Nessun dramma al giorno

 


Le giornate si svolgono come stuoie di sacrifici, e seguono notti inquiete, dove i pensieri si mescolano tra sentimenti e stanchezza. Non ci sono pause tra l'insonnia, tranne il benedetto alprazolam, in mezza dose in più, per scacciare le idee persistenti che spreco il mio tempo, in questo dono di me stesso, al di sopra del vertice dell'altruismo ed è patetico. Una palla di ingiustizia vaga tra il mio petto e il mio stomaco. Mi alzo e vado a prendere il tè, dai cani e dai gatti, dalle immense colombe e tortore che pascolano la pianura piena di fertilità. Le camelie si sono tutte aperte, il fiore del detergente per bottiglie idem, persino il ciliegio sta già provando per il culmine del fiore. Altrove, potevo vedere, nelle foto di Iván, i ciliegi e i peschi in fiore. I miei alberi di agrumi carichi di frutti, mandarini, limoni e arance, abbondanti, crescono nel vuoto del terreno, dove si affollano quando sono maturi o malati. Il pavimento coperto con acqua piovana intermittente. Il pranzo nella testa, tra le dita la vaga inquietudine di trascinare i compiti, uno dopo l'altro, perché i pensieri che mi hanno afflitto non mi tornino in mente. Sono andato in clinica dove ho lasciato gli ordini e la programmazione degli esami. Dovrei anche fare gli esami, ma rimando a qualsiasi giorno, un giorno in cui non mi viene richiesto di dedicarmi agli altri, un giorno in cui mi dedico a me stesso, non conosco date e non faccio divinazioni. Tra le routine di questo giorno o di qualsiasi altro, differiscono poco, così come i miei sogni o pensieri sclerotici per abitudine. Il monaco indossa l'abito delle usanze e dei rituali.

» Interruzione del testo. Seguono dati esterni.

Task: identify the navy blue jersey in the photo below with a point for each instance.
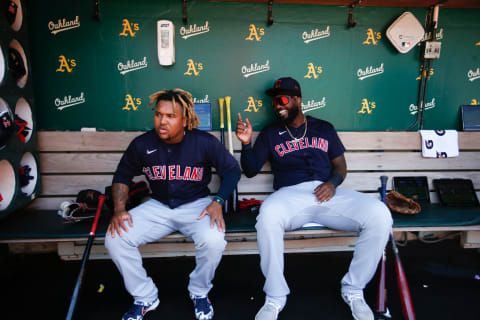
(294, 161)
(177, 173)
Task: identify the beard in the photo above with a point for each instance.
(292, 113)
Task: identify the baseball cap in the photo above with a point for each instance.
(285, 86)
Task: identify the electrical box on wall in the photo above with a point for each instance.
(166, 42)
(405, 32)
(432, 50)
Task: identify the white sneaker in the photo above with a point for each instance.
(360, 309)
(269, 311)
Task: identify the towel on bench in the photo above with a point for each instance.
(439, 143)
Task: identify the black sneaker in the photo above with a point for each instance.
(139, 309)
(203, 307)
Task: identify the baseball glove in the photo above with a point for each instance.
(73, 212)
(397, 202)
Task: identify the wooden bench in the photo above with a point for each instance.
(72, 161)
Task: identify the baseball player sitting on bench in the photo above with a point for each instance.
(306, 156)
(177, 160)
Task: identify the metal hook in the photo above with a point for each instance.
(97, 10)
(184, 18)
(270, 17)
(351, 23)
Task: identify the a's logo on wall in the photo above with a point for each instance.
(204, 100)
(428, 36)
(194, 30)
(129, 28)
(132, 65)
(424, 73)
(473, 75)
(367, 106)
(315, 35)
(370, 71)
(255, 33)
(194, 68)
(372, 37)
(69, 101)
(66, 64)
(254, 105)
(63, 25)
(132, 103)
(313, 71)
(313, 105)
(429, 105)
(255, 68)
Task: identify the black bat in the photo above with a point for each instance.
(234, 197)
(86, 253)
(404, 291)
(222, 140)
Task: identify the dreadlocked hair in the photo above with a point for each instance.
(182, 97)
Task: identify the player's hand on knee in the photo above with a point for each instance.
(214, 210)
(324, 192)
(244, 130)
(117, 223)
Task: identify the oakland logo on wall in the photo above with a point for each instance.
(194, 30)
(313, 105)
(255, 69)
(369, 72)
(63, 25)
(315, 35)
(473, 75)
(132, 65)
(69, 101)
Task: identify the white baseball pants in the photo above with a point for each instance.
(153, 220)
(292, 207)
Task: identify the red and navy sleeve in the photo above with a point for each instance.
(130, 165)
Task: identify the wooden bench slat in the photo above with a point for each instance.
(118, 141)
(263, 183)
(107, 162)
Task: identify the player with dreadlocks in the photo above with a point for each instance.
(177, 160)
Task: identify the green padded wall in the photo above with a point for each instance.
(228, 49)
(16, 96)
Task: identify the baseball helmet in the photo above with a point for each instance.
(6, 127)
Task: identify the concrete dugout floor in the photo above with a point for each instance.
(442, 279)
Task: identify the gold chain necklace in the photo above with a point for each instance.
(304, 132)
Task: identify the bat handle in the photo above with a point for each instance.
(383, 189)
(101, 200)
(220, 102)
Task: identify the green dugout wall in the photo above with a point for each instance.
(91, 73)
(19, 164)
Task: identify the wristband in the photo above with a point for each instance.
(336, 179)
(218, 200)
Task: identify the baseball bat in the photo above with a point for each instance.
(404, 291)
(228, 100)
(222, 140)
(382, 310)
(91, 236)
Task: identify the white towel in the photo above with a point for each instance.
(439, 143)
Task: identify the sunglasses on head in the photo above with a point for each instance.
(283, 100)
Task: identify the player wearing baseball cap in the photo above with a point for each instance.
(308, 164)
(177, 161)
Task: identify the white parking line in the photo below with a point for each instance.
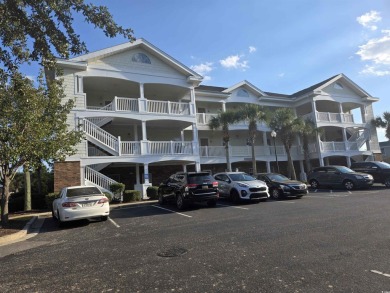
(172, 211)
(113, 222)
(222, 205)
(380, 273)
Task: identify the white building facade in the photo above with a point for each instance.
(145, 115)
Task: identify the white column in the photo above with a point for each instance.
(142, 102)
(146, 173)
(137, 177)
(268, 165)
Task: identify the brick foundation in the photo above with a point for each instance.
(66, 174)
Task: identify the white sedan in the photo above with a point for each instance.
(80, 202)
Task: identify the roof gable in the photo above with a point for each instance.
(136, 47)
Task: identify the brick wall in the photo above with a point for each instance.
(66, 174)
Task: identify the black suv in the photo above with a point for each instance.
(379, 170)
(281, 187)
(185, 188)
(338, 176)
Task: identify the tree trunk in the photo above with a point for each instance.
(4, 201)
(291, 168)
(254, 167)
(229, 166)
(27, 188)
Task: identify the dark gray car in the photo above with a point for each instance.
(339, 176)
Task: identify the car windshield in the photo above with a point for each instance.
(345, 170)
(277, 177)
(83, 191)
(241, 177)
(383, 165)
(199, 178)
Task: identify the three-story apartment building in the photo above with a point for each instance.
(145, 115)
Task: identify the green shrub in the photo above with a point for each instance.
(49, 198)
(108, 195)
(152, 192)
(131, 195)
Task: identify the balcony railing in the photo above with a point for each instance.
(334, 117)
(121, 104)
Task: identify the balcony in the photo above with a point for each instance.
(120, 104)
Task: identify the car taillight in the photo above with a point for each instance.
(103, 200)
(69, 204)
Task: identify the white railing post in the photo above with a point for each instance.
(119, 146)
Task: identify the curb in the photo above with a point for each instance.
(16, 236)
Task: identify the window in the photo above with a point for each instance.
(141, 58)
(242, 93)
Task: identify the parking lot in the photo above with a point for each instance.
(327, 241)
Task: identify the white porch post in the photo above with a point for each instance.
(137, 177)
(348, 161)
(142, 102)
(192, 102)
(345, 138)
(268, 165)
(195, 143)
(144, 141)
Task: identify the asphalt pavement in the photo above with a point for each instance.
(328, 241)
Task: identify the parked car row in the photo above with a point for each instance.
(360, 175)
(185, 188)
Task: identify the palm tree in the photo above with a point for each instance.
(224, 120)
(308, 132)
(383, 123)
(253, 114)
(285, 123)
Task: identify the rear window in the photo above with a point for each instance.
(199, 178)
(83, 191)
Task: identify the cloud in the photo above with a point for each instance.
(234, 62)
(368, 19)
(203, 69)
(377, 53)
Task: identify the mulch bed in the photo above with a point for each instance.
(16, 222)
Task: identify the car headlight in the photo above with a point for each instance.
(243, 185)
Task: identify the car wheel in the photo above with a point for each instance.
(234, 196)
(180, 202)
(348, 184)
(161, 199)
(212, 203)
(276, 194)
(314, 184)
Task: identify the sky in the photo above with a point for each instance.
(280, 46)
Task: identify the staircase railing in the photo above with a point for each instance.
(100, 135)
(98, 178)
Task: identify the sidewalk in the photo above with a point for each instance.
(33, 227)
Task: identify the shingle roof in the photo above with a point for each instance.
(311, 88)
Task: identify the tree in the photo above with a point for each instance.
(253, 114)
(308, 133)
(37, 30)
(32, 125)
(383, 123)
(288, 126)
(224, 120)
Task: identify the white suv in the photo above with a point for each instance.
(240, 186)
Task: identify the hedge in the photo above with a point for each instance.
(152, 192)
(131, 195)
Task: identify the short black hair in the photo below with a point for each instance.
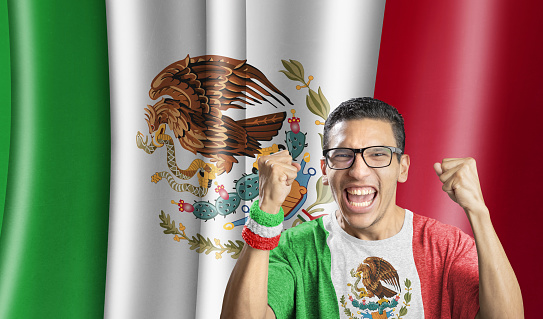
(366, 108)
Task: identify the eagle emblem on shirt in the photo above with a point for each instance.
(374, 271)
(376, 291)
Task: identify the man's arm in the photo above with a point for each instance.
(246, 294)
(499, 291)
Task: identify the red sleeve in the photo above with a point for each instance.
(446, 261)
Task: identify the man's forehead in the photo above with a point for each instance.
(367, 130)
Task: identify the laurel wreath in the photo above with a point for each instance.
(199, 243)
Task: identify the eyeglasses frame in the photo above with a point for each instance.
(361, 151)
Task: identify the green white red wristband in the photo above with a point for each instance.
(262, 230)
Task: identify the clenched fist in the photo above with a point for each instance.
(461, 182)
(276, 172)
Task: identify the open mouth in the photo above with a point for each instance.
(361, 196)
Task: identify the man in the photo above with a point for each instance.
(370, 258)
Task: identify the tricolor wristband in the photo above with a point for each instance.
(263, 230)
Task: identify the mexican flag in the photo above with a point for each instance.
(130, 132)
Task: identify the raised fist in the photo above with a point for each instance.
(277, 172)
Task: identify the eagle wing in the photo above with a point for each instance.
(382, 270)
(212, 81)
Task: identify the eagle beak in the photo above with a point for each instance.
(159, 135)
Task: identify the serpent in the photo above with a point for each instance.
(207, 171)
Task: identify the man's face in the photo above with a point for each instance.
(364, 195)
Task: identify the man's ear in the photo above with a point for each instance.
(323, 169)
(405, 161)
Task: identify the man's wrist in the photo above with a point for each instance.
(268, 207)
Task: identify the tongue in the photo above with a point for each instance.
(360, 198)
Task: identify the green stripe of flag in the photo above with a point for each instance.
(54, 237)
(5, 103)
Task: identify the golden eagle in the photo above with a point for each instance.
(195, 92)
(373, 271)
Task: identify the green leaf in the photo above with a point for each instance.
(316, 210)
(325, 103)
(317, 103)
(322, 140)
(299, 69)
(288, 66)
(313, 104)
(295, 70)
(234, 248)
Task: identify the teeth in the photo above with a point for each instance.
(362, 204)
(358, 191)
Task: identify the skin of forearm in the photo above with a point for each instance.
(499, 291)
(246, 294)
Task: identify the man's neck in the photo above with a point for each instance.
(389, 225)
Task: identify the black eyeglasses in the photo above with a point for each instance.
(373, 156)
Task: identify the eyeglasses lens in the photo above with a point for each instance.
(343, 158)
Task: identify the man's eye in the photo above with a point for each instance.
(342, 156)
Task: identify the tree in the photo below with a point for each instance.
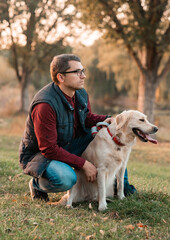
(144, 29)
(31, 30)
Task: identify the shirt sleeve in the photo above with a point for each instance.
(44, 120)
(92, 119)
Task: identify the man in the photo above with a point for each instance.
(58, 131)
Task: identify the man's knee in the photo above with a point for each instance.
(68, 182)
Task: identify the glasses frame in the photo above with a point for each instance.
(78, 71)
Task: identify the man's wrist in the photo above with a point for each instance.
(108, 116)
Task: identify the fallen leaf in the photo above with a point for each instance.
(114, 215)
(141, 225)
(105, 218)
(90, 206)
(77, 228)
(130, 227)
(164, 220)
(33, 230)
(101, 232)
(113, 229)
(90, 236)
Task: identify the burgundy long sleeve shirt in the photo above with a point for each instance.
(44, 120)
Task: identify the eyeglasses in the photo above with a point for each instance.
(78, 71)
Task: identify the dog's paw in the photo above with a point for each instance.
(102, 207)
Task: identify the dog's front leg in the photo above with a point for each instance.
(120, 183)
(101, 190)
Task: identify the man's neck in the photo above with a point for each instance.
(67, 91)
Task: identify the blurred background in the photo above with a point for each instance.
(124, 46)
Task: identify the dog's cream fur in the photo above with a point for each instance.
(110, 160)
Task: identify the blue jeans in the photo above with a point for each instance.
(59, 176)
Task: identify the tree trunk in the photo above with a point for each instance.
(24, 94)
(146, 95)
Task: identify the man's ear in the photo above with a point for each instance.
(60, 77)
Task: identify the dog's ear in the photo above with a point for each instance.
(121, 120)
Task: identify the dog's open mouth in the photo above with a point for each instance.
(143, 136)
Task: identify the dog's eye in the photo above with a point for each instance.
(142, 120)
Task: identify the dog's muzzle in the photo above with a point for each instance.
(144, 137)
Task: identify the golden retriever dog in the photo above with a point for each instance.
(109, 152)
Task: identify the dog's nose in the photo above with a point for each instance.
(155, 129)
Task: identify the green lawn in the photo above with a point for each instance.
(144, 216)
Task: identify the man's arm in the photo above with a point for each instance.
(92, 119)
(44, 120)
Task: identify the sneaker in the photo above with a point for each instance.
(128, 189)
(36, 194)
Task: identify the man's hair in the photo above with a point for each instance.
(60, 64)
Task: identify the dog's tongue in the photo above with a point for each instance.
(151, 139)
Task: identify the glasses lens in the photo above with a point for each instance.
(80, 72)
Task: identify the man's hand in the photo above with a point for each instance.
(90, 171)
(109, 120)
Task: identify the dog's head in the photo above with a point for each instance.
(135, 123)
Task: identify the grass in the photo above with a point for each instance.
(142, 216)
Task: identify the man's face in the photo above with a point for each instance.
(74, 81)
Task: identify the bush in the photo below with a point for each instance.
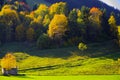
(82, 46)
(43, 42)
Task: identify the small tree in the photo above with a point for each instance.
(8, 64)
(82, 46)
(30, 34)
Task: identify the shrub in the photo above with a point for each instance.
(82, 46)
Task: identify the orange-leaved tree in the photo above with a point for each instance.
(8, 62)
(30, 34)
(58, 26)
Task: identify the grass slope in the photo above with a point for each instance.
(83, 77)
(98, 59)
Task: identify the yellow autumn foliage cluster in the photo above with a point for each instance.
(8, 62)
(58, 25)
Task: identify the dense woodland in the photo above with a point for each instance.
(56, 26)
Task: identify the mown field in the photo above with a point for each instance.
(98, 59)
(82, 77)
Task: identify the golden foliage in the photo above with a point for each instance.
(112, 20)
(20, 32)
(42, 10)
(95, 15)
(9, 61)
(30, 34)
(58, 8)
(58, 25)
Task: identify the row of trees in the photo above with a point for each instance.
(56, 25)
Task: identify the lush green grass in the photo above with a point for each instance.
(82, 77)
(98, 59)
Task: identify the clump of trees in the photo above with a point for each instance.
(9, 65)
(56, 24)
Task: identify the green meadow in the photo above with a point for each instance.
(82, 77)
(96, 60)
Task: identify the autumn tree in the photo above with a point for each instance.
(8, 62)
(58, 8)
(20, 33)
(58, 26)
(113, 27)
(30, 34)
(95, 28)
(46, 21)
(10, 18)
(42, 10)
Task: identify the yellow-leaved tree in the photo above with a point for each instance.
(30, 34)
(113, 27)
(20, 32)
(58, 26)
(8, 62)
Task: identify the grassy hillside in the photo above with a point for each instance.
(83, 77)
(98, 59)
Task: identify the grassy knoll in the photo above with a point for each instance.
(82, 77)
(98, 59)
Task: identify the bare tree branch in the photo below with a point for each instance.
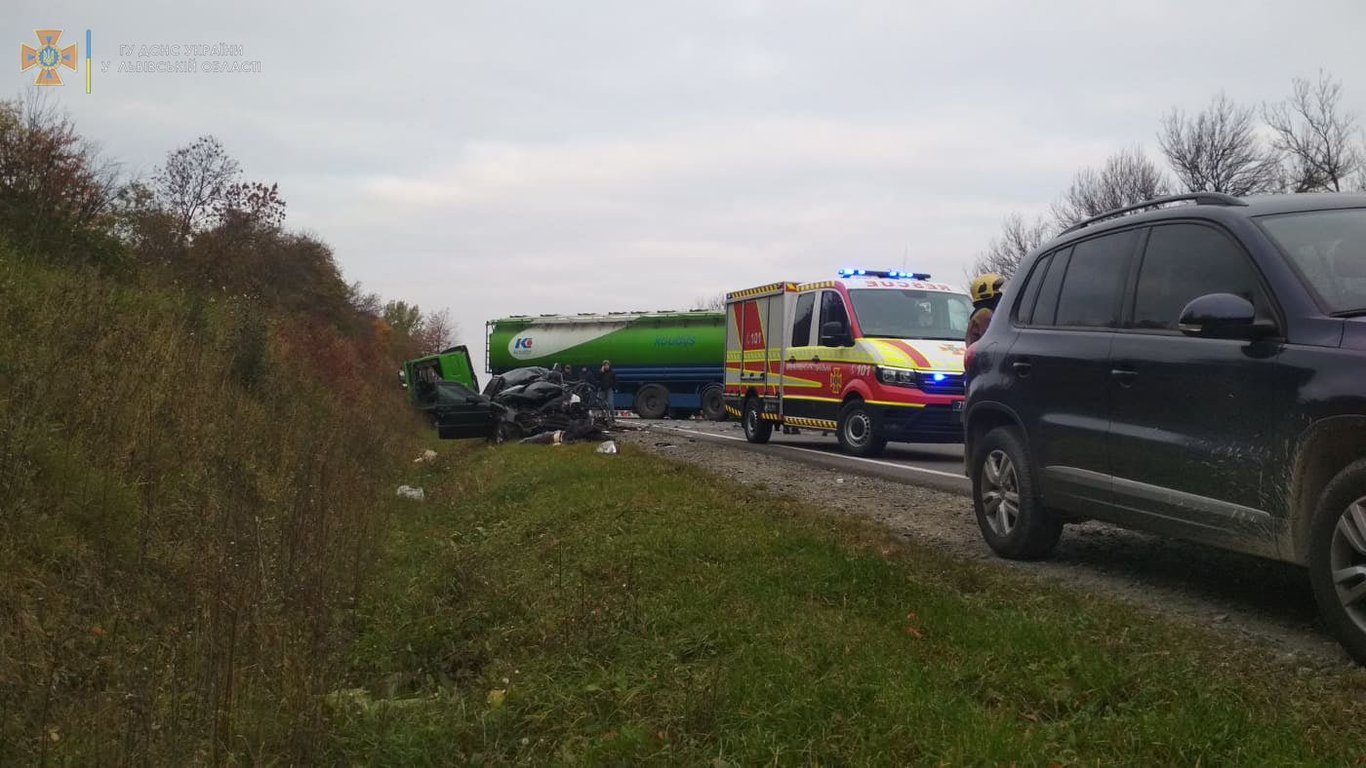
(1018, 239)
(1128, 176)
(1316, 135)
(1219, 151)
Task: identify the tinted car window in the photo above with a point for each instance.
(1032, 286)
(1045, 309)
(1329, 250)
(802, 325)
(1185, 261)
(1094, 279)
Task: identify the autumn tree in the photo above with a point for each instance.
(55, 189)
(435, 332)
(193, 185)
(403, 317)
(1219, 149)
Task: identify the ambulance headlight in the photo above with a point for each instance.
(896, 376)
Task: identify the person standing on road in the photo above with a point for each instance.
(986, 294)
(607, 384)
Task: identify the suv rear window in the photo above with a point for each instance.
(1047, 308)
(1186, 261)
(1094, 280)
(1329, 250)
(1030, 294)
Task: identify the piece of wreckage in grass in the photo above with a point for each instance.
(517, 405)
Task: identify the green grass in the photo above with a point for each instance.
(190, 491)
(558, 606)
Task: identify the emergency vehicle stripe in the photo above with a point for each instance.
(761, 290)
(917, 358)
(812, 422)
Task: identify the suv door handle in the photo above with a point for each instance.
(1126, 376)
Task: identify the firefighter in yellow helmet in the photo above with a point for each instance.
(986, 294)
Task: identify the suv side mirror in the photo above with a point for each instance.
(835, 334)
(1221, 316)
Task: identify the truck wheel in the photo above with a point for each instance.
(1012, 517)
(756, 429)
(713, 406)
(652, 401)
(1337, 558)
(858, 431)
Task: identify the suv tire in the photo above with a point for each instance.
(858, 431)
(1012, 517)
(1337, 545)
(756, 429)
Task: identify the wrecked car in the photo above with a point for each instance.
(517, 405)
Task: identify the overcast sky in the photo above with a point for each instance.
(511, 157)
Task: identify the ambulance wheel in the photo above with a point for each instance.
(713, 406)
(858, 431)
(756, 429)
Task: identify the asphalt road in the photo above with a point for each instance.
(935, 466)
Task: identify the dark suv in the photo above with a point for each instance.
(1194, 366)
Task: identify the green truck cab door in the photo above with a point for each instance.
(445, 390)
(456, 366)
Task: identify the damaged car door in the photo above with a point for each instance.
(443, 388)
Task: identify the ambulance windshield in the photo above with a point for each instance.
(911, 314)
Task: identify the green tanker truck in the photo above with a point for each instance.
(665, 361)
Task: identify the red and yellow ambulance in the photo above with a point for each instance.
(873, 355)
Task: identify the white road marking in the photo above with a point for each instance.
(880, 462)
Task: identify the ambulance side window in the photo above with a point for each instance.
(802, 324)
(832, 309)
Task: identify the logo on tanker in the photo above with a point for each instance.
(521, 347)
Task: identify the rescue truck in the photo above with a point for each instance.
(873, 357)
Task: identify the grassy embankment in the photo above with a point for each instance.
(187, 507)
(558, 606)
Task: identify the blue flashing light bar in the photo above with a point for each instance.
(891, 273)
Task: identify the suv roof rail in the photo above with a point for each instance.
(1198, 198)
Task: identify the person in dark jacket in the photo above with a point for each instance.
(607, 384)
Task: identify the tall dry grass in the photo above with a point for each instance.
(187, 503)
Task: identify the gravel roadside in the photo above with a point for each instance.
(1247, 599)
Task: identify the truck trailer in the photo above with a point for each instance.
(667, 362)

Quando avrò tempo, quando smetterò di rimandare, avrò sicuramente il tempo di andare al mercato degli uccelli e comprarne una mezza dozzina. I miei antenati hanno bisogno di libertà. Chiederò con diligenza e fede, con amore e devozione, che tutti coloro che sono sulla soglia, ancora inclini agli atti ircompiuti della liberazione terrena, della densità che è l'illusione in cui hanno vissuto, possano essere liberati, così come tutti gli esseri umani che ancora camminano su questa terra tra un'alba e un'alba di stagioni successive. Ho sognato due serpenti enormi, uno verde e l'altro marrone, folti, in un piccolo cortile pieno di capoeira e legna sparsa. Nessuno dei due si avvicinò, entrambi grassi in bocca, digerendo forse un pollo, né voltarono le loro teste grottesche e affamate per vedermi passare.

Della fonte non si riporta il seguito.